There are an increasing number of PDF files the used subsetted fonts which is basically a custom encoding. Normally the font descriptor in the PDF should have a ToUnicode table to allow the text extraction to decode the font encoding and return the correct text.
Some PDF producers are doing this on purpose to prevent easy PDF text extraction for things such as financial reports. If there is only one font then you could manually decode the font but in my experience I have seen PDF's with multiple random encodings which makes it nearly impossible to decode automatically.
One way to test for these types of PDF's is to open the file in Acrobat, select some text, copy it and then paste it into Notepad. If the text is garbled then the PDF is using a subsetted font and there is not much more you can do. If Acrobat can't extract the text correctly then nothing else can. It may as well be a page of hieroglyphs.
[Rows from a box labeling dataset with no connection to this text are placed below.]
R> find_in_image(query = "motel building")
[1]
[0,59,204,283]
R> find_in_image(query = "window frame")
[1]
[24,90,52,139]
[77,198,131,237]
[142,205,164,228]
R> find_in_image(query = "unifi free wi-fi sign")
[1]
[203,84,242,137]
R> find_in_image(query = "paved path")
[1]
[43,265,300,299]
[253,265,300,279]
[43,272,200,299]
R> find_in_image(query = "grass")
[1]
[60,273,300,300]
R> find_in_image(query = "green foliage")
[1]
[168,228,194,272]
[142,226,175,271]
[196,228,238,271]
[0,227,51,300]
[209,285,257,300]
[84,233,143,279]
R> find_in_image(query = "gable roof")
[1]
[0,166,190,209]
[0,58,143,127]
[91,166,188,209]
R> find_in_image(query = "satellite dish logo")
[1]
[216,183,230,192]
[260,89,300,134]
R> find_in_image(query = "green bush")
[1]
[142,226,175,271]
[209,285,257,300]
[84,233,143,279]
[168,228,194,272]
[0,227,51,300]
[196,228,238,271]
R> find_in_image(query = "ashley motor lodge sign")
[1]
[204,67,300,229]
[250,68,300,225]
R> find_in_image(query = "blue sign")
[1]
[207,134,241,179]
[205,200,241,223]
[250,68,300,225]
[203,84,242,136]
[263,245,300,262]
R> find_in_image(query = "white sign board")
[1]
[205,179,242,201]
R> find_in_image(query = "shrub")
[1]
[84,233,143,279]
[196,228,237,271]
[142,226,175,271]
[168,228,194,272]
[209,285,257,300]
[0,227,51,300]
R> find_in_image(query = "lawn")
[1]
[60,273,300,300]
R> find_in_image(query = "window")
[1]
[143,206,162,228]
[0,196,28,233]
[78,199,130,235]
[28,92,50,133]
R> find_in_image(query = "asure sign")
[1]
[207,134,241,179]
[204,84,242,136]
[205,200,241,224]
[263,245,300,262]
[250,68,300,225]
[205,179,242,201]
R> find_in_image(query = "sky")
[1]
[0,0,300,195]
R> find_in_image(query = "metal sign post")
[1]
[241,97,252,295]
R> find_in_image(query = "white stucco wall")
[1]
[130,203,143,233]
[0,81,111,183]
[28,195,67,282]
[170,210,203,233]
How to change value of a textbox in a pdf

I have to make several certificates with the same design but different names. So I've tried to make an uncompressed pdf file with a place holder text and tried to change it with a text editor. For some reason it didn't work. I could only see a single letter of the replaced text.
When I try the same thing with an eps file, it works but since eps doesn't keep (AFAIK) page orientation, there is a chance that it something will be different with different names.
Does anyone know why this didn't work or how to change a text box in a pdf file (with sed)?
(I created the master pdf with Illustrator CS4)
Thank you
In general, editing PDFs in a text editor is a Bad Idea. PDFs depend on the byte offsets of various objects to not move.
If you KNOW your editor won't change the EOL bytes (or what it thinks are eol bytes), and you DO NOT change the length of the text entry's object as a whole, you're okay.
For example:
1 0 obj
<</Type/Annotation/Subtype/Widget/V(PlaceHolder Value)/T(Field Title)...>>
endobj
If your new value is longer than "placeholder value", you're screwed.
Most PDFs contain quite a bit of compressed binary data. Some of that data WILL be misinterpreted as EOL characters. Changing them will:
a: break your compressed stream
b: possibly change the byte offsets of the rest of the PDF.
When I hack on PDF files, I always use a hex editor.
Bottom Line: Don't mess with PDFs as a text stream. Mess with them as PDF files, using a PDF library. There's sure to be one capable of altering form field values in your language of choice.
You can also look into FDF and XFDF to see if they'll suit you better. Both file formats store field/value pairs and a reference to the form to use with those pairs. FDF uses PDF's syntax, while XFDF is an XML grammar. You can serve the [X]FDF to your end user and they will see the filled-in form.
WARNING: Unless the form is Reader Enabled (requires Acrobat (pro?)), they won't be able to save the version of the form they get after opening the [X]FDF, only view/print it. Of course they can save the [X]FDF, but many users might balk at this Strange New Format.